18.06.2024, Sven C. Preusker
Politik & Wirtschaft, Pflege

Die Bekanntgabe des Nichterreichens des Quorums zur Errichtung einer Pflegekammer in Baden-Württemberg hat bei verschiedenen Verbänden und Institutionen in der Pflege Enttäuschung hervorgerufen. Die Nachricht, dass das 60-Prozent-Quorum nicht erreicht wurde, erschüttere die Profession Pflege – nicht nur in Baden-Württemberg, hieß es vom Landespflegerat (LPR) Baden-Württemberg. „Es hat eindeutig am politischen Willen gefehlt, eine Pflegekammer in Baden-Württemberg zu errichten“, so Susanne Scheck, Vorsitzende des LPR Baden-Württemberg.
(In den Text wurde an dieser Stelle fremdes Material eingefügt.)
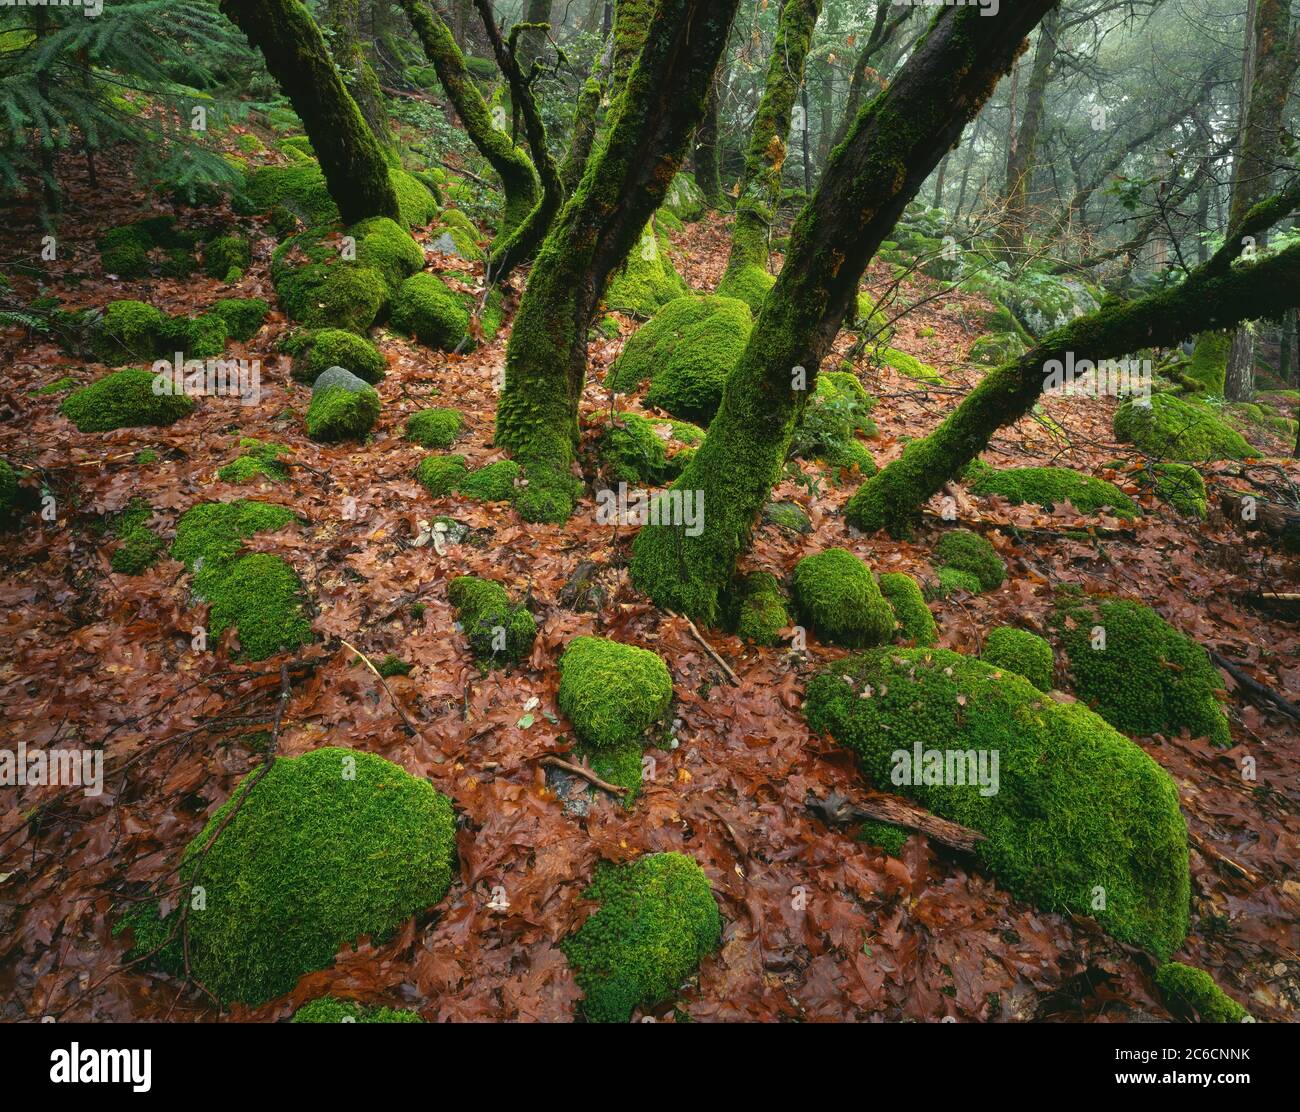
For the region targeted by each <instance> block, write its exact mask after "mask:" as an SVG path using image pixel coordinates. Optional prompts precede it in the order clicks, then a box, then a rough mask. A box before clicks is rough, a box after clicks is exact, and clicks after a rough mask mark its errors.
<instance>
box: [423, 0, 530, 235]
mask: <svg viewBox="0 0 1300 1112" xmlns="http://www.w3.org/2000/svg"><path fill="white" fill-rule="evenodd" d="M399 3H400V4H402V10H403V12H406V14H407V20H409V21H411V26H412V27H413V29H415V33H416V35H417V36H419V39H420V43H421V46H424V52H425V55H426V56H428V59H429V61H430V62H433V68H434V69H435V70H437V72H438V81H439V82H442V87H443V88H445V90H446V92H447V98H448V99H450V100H451V104H452V107H454V108H455V109H456V116H459V117H460V122H461V124H463V125H464V129H465V133H467V134H468V135H469V140H471V142H472V143H473V144H474V146H476V147H477V148H478V151H480V153H481V155H482V156H484V157H485V159H486V160H487V161H489V163H491V168H493V169H494V170H495V172H497V176H498V177H499V178H500V185H502V190H503V191H504V195H506V196H504V204H503V207H502V217H500V230H499V233H498V242H504V241H506V239H508V238H510V235H511V234H512V233H513V232H515V229H517V228H519V226H520V225H521V224H524V221H525V220H526V218H528V216H529V213H530V212H532V211H533V208H534V207H536V205H537V202H538V200H539V198H541V183H539V182H538V179H537V170H536V169H534V168H533V161H532V159H529V157H528V155H525V153H524V152H523V151H521V150H520V148H519V147H516V146H515V143H513V140H512V139H511V138H510V134H508V133H507V131H506V130H504V127H498V126H497V122H495V121H494V120H493V114H491V111H490V109H489V108H487V101H486V100H484V96H482V94H481V92H480V91H478V86H477V85H476V83H474V81H473V78H472V77H471V75H469V70H468V69H465V57H464V55H463V53H460V48H459V47H458V46H456V42H455V39H454V38H452V35H451V30H450V29H448V27H447V25H446V23H443V22H442V18H441V17H439V16H438V13H437V12H434V10H433V9H432V8H430V7H429V5H428V4H426V3H425V0H399Z"/></svg>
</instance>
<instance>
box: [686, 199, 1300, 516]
mask: <svg viewBox="0 0 1300 1112" xmlns="http://www.w3.org/2000/svg"><path fill="white" fill-rule="evenodd" d="M1297 200H1300V191H1295V192H1292V194H1291V195H1290V196H1288V198H1282V199H1278V198H1274V199H1273V200H1271V202H1269V203H1268V204H1261V205H1258V207H1257V208H1256V209H1253V212H1255V213H1258V218H1257V220H1255V221H1253V222H1252V221H1247V222H1245V224H1244V225H1242V226H1240V228H1239V230H1238V232H1236V235H1238V237H1240V235H1244V234H1257V233H1258V232H1261V230H1264V229H1266V228H1269V226H1270V225H1271V224H1273V222H1275V221H1277V220H1279V218H1281V217H1282V216H1284V215H1286V213H1287V212H1288V211H1290V209H1291V207H1292V205H1295V204H1296V202H1297ZM1239 252H1240V243H1239V242H1234V241H1232V239H1231V238H1230V239H1229V241H1227V242H1226V243H1225V247H1223V248H1221V250H1219V251H1218V252H1217V254H1216V255H1214V256H1213V258H1212V259H1210V261H1209V263H1206V264H1205V265H1204V267H1197V268H1196V269H1195V271H1192V273H1191V274H1188V277H1187V278H1186V280H1184V281H1183V282H1182V284H1180V285H1178V286H1174V287H1173V289H1167V290H1161V291H1158V293H1154V294H1149V295H1148V297H1145V298H1140V299H1139V300H1134V302H1127V303H1125V304H1119V306H1113V307H1112V306H1108V307H1104V308H1101V310H1097V311H1096V312H1092V313H1088V315H1087V316H1082V317H1076V319H1075V320H1073V321H1070V324H1067V325H1065V326H1063V328H1058V329H1057V330H1056V332H1052V333H1048V336H1045V337H1043V339H1041V341H1039V343H1037V345H1036V346H1035V347H1034V349H1032V350H1031V351H1028V352H1026V354H1024V355H1023V356H1021V358H1019V359H1018V360H1015V362H1014V363H1008V364H1005V365H1004V367H1000V368H998V369H997V371H993V372H992V373H991V375H987V376H985V377H984V380H983V381H982V382H980V384H979V385H978V386H976V388H975V389H974V390H972V391H971V393H970V394H969V395H967V398H966V401H963V402H962V403H961V404H959V406H958V407H957V410H954V411H953V412H952V414H949V416H948V417H946V419H945V420H944V423H943V424H941V425H940V427H939V428H937V429H936V430H935V432H932V433H931V434H930V436H927V437H926V438H924V440H922V441H917V442H914V443H911V445H909V446H907V451H906V454H905V455H902V457H901V458H900V459H896V460H894V462H893V463H891V464H889V466H888V467H885V468H884V471H881V472H880V473H879V475H876V476H875V477H874V479H870V480H867V481H866V483H865V484H863V485H862V488H861V489H859V490H858V492H857V493H855V494H854V496H853V498H852V499H850V501H849V505H848V506H846V507H845V518H846V519H848V520H849V524H852V525H855V527H857V528H859V529H865V531H867V532H874V531H876V529H881V528H884V529H888V531H889V532H891V533H892V535H893V536H896V537H904V536H907V535H909V533H910V531H911V527H913V523H914V520H915V516H917V511H918V510H919V507H920V506H922V505H923V503H924V502H926V499H927V498H930V497H931V496H933V494H936V493H937V492H939V490H941V489H943V486H944V484H945V483H946V481H948V480H949V479H952V477H953V476H954V475H959V473H961V471H962V468H965V467H966V464H967V463H970V460H972V459H974V458H975V457H976V455H979V454H980V451H983V450H984V449H985V447H987V446H988V441H989V437H991V436H992V434H993V433H995V432H997V429H998V428H1001V427H1002V425H1006V424H1010V423H1011V421H1015V420H1018V419H1019V417H1022V416H1024V415H1026V414H1027V412H1028V411H1030V410H1031V408H1032V406H1034V403H1035V401H1037V398H1039V394H1040V393H1041V391H1043V389H1044V385H1045V378H1047V375H1045V372H1044V368H1045V364H1047V363H1048V362H1049V360H1061V362H1063V360H1065V358H1066V352H1074V355H1075V359H1076V360H1080V359H1089V360H1092V362H1093V363H1096V362H1097V360H1101V359H1110V358H1115V356H1121V355H1125V354H1126V352H1130V351H1140V350H1141V349H1144V347H1169V346H1173V345H1174V343H1178V342H1179V341H1180V339H1183V338H1184V337H1187V336H1191V334H1193V333H1195V332H1199V330H1201V329H1204V328H1210V329H1216V328H1218V329H1222V328H1229V326H1231V325H1234V324H1236V321H1239V320H1243V319H1245V317H1249V316H1258V315H1260V313H1270V315H1271V313H1278V312H1282V311H1283V310H1286V308H1291V307H1294V306H1296V304H1297V303H1300V246H1295V247H1290V248H1287V250H1286V251H1283V252H1281V254H1278V255H1274V256H1270V258H1266V259H1264V260H1262V261H1260V263H1256V264H1255V265H1252V267H1232V265H1231V263H1232V259H1234V258H1235V256H1236V255H1238V254H1239ZM711 434H712V433H711V432H710V436H711Z"/></svg>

Scheck weiter: „Es ist kein Geheimnis, dass ich schon nach Bekanntwerden des Gesetzentwurfes Ende 2022 die Regelung zum 60-Prozent-Quorum für nicht zielführend gesehen habe. Für eine Legitimierung hätten – wie überall auf der Welt – 50 Prozent plus 1 gereicht. Das Ministerium hat dem Willen der Opposition nachgegeben und das Quorum auf 60 Prozent festgelegt“, wiederholte die LPR-Vorsitzende ihr Statement aus dem vergangenen Jahr. Sie bezeichnete den 10. Juni als schwarzen Tag für die Pflegeprofession in Baden-Württemberg, aber auch in ganz Deutschland.

Scheck fordert von Gesundheitsminister Manfred Lucha (Grüne), der Regierung und den Oppositionsparteien nun Taten. „Der immer wieder beteuerte Wille der Politik, die Pflege zu stärken, bedeutet in einem ersten Schritt, die Mitwirkung der Profession in der Politik schriftlich zu verbriefen – und über die Legislaturlaufzeiten hinaus zu verstetigen. Anders als die Pflegekammer ist der LPR nämlich kein Selbstverwaltungsorgan, das eine staatliche Aufgabe erfüllen muss. Eine Einbindung der Pflegenden darf daher nicht an eine Legislaturperiode und einen bestimmten Minister gebunden sein“, appellierte sie heute an alle Politikerinnen und Politiker. 

Auch Peter Koch, Vorsitzender des Pflegebündnisses Mittelbaden, brachte seine Enttäuschung zum Ausdruck. Es habe jedoch bereits mehrfach im Vorfeld Anzeichen dafür gegeben, dass die Politik – entgegen ihren Beteuerungen – keine Pflegekammer in Baden-Württemberg gewollt habe, sagte er. Die Entscheidung für das geforderte 60-Prozent-Quorum sei Beleg für den fehlenden politischen Willen aller Parteien. 

Das Pflegebündnis Mittelbaden fordert nun die Regierung, die Opposition und auch Kammergegner wie Verdi und die Arbeitgeber auf, jetzt tragfähige Konzepte für die drängenden Probleme zu liefern. „Darauf warten wir schon seit Jahrzehnten. Wir sind gespannt, welche konstruktiven Vorschläge nun kommen“, so Koch an die Kammergegner. Man erwarte von der Politik jetzt ein klares Signal, Verantwortung für die Gesundheitsversorgung zu übernehmen.

Der Pflegerat Nordrhein-Westfalen wandte sich in einem offenen Brief an Lucha. In NRW, wie wohl in allen Bundesländern, sei das gesamte Verfahren in Baden-Württemberg seitens der Pflegeprofession beobachtend begleitet worden. Viele öffentlich publizierte Aspekte des gewählten Vorgehens seien aus Sicht des Pflegerats NRW intransparent und nicht nachzuvollziehen. Die Fragen beziehen sich unter anderem auf das „ungeeignete Verfahren“ und das demokratisch fragwürdige Erfordernis eines 60-Protzent-Quorums, auf den knappen Zeitrahmen, die niedrigen zur Verfügung gestellten Finanzmittel und den abweichenden Ansatz des Ministeriums bei der Auszählung. Abschließend fragt der Pflegerat NRW, wie – sollte es definitiv keine Pflegekammer in Baden-Württemberg geben –die konstruktive Beteiligung von Pflegenden hinsichtlich deren beruflicher Belange gesichert werden soll.